SBOMs can be largely reconstructed — without access to the source code, without insider knowledge. Even rough knowledge is sufficient:
- Operating system and distribution: The deployed Windows version or Linux distribution dictates a catalogue of hundreds of bundled libraries and their versions. These packages are publicly documented.
- Website source code: HTTP headers, JavaScript libraries, CSS frameworks, embedded fonts, and meta tags reveal technology stack and versions. A glance at the browser source often suffices.
- App artefacts: Mobile apps and desktop applications contain library names, licence texts, and version information in their binaries. Binary composition analysis tools extract this information automatically.
- Network traffic: API calls, TLS configurations, protocol versions, and server banners provide clues about deployed frameworks and libraries.
- Error messages and stack traces: Production errors that reach the end user regularly contain package names, paths, and versions.
- Job postings and conference talks: Companies often reveal their stack themselves — in job adverts, tech blogs, and presentations.
An attacker does not need to know the complete SBOM. Rough knowledge is sufficient when it hits the right components. Someone who knows that a financial service provider uses Spring Boot version X does not need a complete bill of materials — they need a vulnerability in Spring Boot.
SBOM confidentiality is not a security concept. It is an information advantage that in practice is thin to non-existent. Actual security comes from someone actively maintaining the components — not from nobody knowing which ones they are.
The illusion of delegation #
DORA is unambiguous: financial institutions remain fully responsible at all times for compliance with ICT requirements, even when outsourcing functions to third parties (Art. 28(1)). The statement "Our service provider has implemented DORA" absolves nothing. It shifts the operational work — but not the responsibility, and not the liability.

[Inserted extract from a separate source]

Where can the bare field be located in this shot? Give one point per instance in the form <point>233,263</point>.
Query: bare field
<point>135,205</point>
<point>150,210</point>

When a service provider assures you that DORA is "done", ask specifically: in which open source projects of my SBOM are you active? Which patches have you contributed? Which vulnerabilities have you reported? Which silent fixes have you detected? The answers are publicly verifiable.
OTTRIA can answer these questions. Every commit, every review, every report is publicly visible — for you, for your auditor, and for any supervisory authority.
Associations and non-technical stakeholders do not understand the implications #
A considerable proportion of those affected by DORA and NIS2 have no deep technical understanding of open source ecosystems. Industry associations issue guidance that presents "create an SBOM" and "deploy a CVE scanner" as sufficient. That is understandable — but it does not correspond to what the laws actually require.
Some aspects are already law but not yet defined in detail. The specification through implementing acts and ENISA guidelines is still ongoing. Those who prepare only for the minimum today risk having to make improvements tomorrow.
The full picture #
The individual gaps add up:
- CVE scans capture only a fraction of known security issues
- Silent fixes remain invisible
- SBOMs age as soon as they are created
- Decision Debt is detected by no tool
- There is no database for severe operational bugs
- The whole-of-IT approach encompasses thousands of transitive dependencies
- Update guarantees are unsustainable without active open source support
- The state of the art evolves faster than most compliance programmes
No single one of these problems is critical on its own. Together, they form a systematic weakness in your governance — precisely the point where auditors focus and supervisory authorities probe.
What OTTRIA does differently #
OTTRIA does not rely on a single source. We combine CVE monitoring with active code analysis, silent fix detection, project health assessment, and participation in the ecosystem. Not because any single tool is bad, but because no single tool is enough.
The result: a complete picture of your open source supply chain — not just the registered excerpt.